De momento cuentan con un local para informar a los familiares y están acondicionando un bajo donado por un particular para empezar a organizar actividades. «Con esta enfermedad, el cuerpo está bien pero la cabeza está mal, el enfermo tiene una dependencia muy fuerte y no todo el mundo puede pagar a una persona; si el cuidador te cuesta 700 euros, ya no compensa ir a trabajar. Por eso nuestra fijación es el centro de día, un centro especial para personas con alzhéimer u otras demencias. Quizás podamos hacer feliz a alguien».

De momento cuentan ya con el servicio de un psicólogo que todos los días atiende a los familiares y de una trabajadora social que les ayuda a formalizar el papeleo y les informa sobre las ayudas a domicilio o el GPS.

Hace unos días, un neurólogo del hospital dio una charla sobre la enfermedad en el auditorio y el salón se llenó. «Es increíble la cantidad de gente que tiene el problema en casa. Conoces casos terribles, como el de una mujer de cuarenta años que tiene a su padre con cáncer y a su madre con Alzhéimer y ella tiene que ir a trabajar, y nunca sabe lo que se va a encontrar al volver a casa. Yo tengo a mis hermanas y a mis hijos, y pienso en esa gente que está sola».

La nueva vida

Sofía Beiras se levanta igual todas las mañanas para atender, junto con sus hermanas, los negocios familiares, preocuparse de sus hijos y de su marido y, el tiempo que le queda libre, dedicarlo a la asociación.

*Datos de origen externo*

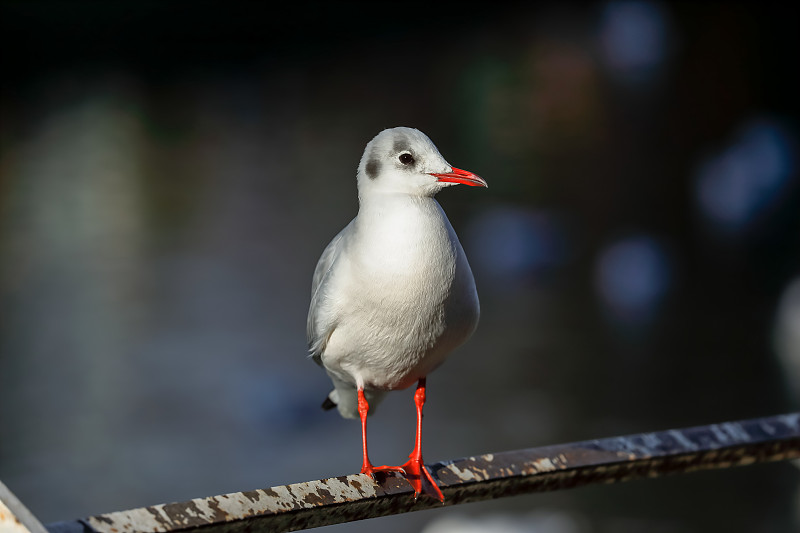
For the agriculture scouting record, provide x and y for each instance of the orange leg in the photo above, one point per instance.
(367, 467)
(415, 470)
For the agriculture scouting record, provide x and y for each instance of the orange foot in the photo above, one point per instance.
(420, 478)
(370, 470)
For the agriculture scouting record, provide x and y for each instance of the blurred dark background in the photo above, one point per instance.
(171, 171)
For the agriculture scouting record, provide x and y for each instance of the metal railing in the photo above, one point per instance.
(355, 497)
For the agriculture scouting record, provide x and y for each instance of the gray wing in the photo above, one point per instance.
(320, 324)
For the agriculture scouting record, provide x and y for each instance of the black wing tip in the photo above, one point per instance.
(328, 404)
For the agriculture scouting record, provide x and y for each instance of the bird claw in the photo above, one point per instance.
(372, 470)
(416, 472)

Le sobran proyectos que poner en marcha, y anda pensando en organizar conciertos, en vender rosquillas, en idear lo que haga falta para cubrir las necesidades. Necesidades que ella también tiene. «Si, yo necesito también, pero ahora lo que me pide la cabeza es hacer realidad todo esto, luchar para vivir con mi marido lo mejor posible, ofrecerle calidad de vida y atender a mis hijos hasta que Dios quiera, y sin pensar en el futuro, porque si tienes el Alzhéimer en casa, basta con el día a día».